Advisories for Tropical Storm Don were initiated at 5 p.m. EDT. (Credit: NHC)
The fourth named storm of the Atlantic hurricane season formed late Monday in the Central Atlantic. But Tropical Storm Don — which was packing winds of 40 mph — was not expected to strengthen much and appeared to be no threat to the U.S.
And top winds were confined to a small area east of the center of circulation, the National Hurricane Center in Miami said. Don was expected to strengthen only slightly, withg winds of 45 mph forecast by Tuesday and Wednesday.

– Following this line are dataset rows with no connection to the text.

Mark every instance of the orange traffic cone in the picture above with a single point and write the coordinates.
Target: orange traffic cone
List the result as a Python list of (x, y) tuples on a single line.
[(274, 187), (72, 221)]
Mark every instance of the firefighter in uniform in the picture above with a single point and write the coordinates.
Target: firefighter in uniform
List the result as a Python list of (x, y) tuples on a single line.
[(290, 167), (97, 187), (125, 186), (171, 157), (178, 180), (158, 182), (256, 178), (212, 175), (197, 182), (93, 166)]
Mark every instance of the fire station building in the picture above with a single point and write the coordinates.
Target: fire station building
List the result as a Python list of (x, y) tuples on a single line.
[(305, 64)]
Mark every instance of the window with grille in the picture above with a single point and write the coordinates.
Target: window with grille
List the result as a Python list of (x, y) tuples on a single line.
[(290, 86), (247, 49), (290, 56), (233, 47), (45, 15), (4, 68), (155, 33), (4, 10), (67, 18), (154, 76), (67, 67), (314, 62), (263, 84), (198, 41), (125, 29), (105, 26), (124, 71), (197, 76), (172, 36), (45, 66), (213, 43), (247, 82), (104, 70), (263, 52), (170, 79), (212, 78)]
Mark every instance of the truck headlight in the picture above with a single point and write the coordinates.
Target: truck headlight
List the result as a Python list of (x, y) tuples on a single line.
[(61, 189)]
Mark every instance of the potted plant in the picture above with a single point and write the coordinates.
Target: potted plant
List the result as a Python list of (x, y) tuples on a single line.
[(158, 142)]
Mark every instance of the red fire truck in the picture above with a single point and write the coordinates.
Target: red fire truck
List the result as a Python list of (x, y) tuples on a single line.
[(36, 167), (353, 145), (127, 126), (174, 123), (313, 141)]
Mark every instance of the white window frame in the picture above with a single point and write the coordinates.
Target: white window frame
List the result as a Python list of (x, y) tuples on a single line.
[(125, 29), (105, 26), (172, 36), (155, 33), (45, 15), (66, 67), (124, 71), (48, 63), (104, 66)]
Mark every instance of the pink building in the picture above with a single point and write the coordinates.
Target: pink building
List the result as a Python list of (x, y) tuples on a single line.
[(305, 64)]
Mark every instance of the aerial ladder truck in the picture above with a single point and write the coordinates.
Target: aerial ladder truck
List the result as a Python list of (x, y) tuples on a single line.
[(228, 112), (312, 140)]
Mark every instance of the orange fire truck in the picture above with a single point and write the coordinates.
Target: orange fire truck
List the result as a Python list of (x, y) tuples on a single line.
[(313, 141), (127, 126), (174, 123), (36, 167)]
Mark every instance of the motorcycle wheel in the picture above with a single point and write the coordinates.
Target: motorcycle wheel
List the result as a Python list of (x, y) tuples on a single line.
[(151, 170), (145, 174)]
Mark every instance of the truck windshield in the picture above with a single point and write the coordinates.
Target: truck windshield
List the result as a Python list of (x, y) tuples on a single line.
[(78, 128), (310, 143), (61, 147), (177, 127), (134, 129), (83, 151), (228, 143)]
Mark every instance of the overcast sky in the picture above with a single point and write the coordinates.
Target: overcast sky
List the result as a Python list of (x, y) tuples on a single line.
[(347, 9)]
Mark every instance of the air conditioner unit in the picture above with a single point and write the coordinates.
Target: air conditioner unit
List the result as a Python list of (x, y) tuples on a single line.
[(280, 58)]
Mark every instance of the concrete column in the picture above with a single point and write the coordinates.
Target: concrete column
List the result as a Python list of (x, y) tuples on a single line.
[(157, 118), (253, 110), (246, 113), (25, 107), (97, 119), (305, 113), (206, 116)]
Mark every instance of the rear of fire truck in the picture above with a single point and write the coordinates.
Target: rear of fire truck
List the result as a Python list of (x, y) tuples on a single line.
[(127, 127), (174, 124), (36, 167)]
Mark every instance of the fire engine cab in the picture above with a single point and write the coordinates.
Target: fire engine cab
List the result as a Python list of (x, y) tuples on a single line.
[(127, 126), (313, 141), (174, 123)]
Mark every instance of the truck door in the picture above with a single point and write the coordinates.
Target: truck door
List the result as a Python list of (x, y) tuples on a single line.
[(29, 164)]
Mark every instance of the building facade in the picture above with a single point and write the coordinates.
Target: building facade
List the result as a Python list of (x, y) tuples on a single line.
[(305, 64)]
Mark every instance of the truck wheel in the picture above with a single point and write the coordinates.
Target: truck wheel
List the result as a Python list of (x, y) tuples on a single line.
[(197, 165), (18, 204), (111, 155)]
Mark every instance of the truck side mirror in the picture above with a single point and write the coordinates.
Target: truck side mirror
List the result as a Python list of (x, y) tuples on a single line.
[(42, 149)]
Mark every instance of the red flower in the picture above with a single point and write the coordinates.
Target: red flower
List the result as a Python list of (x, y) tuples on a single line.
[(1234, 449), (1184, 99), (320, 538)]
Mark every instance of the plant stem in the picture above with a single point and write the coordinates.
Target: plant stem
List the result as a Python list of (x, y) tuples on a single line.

“The associated convection is not particularly well-organized, but there is a curved band located to the north of the center and a couple of bursts have formed closer to the small circulation center,” NHC forecaster Dan Brown said.
Although wind shear was low on Monday and the system was over warm water, Brown added: “Once the system enters the eastern Caribbean Sea, strong upper-level westerly winds and strong low-level easterly flow are likely to cause the small circulation to open up into a trough. As a result, dissipation is forecast within 72 hours.”
Tropical storm watches and warnings were posted for some of the Windward Islands, including Barbados, Trinidad and Tobago.
On the forecast track, Don would move due west, just north of the coast of South America, through Wednesday. In fact, some of the GFS Ensemble members bring Don into Venezuela. Whatever is left of the system by the end of the week is likely to wash ashore in Central America.
A disturbance to the east of Don was given a 30 percent chance of becoming a depression or named storm by the weekend. The next name on the Atlantic list is Emily.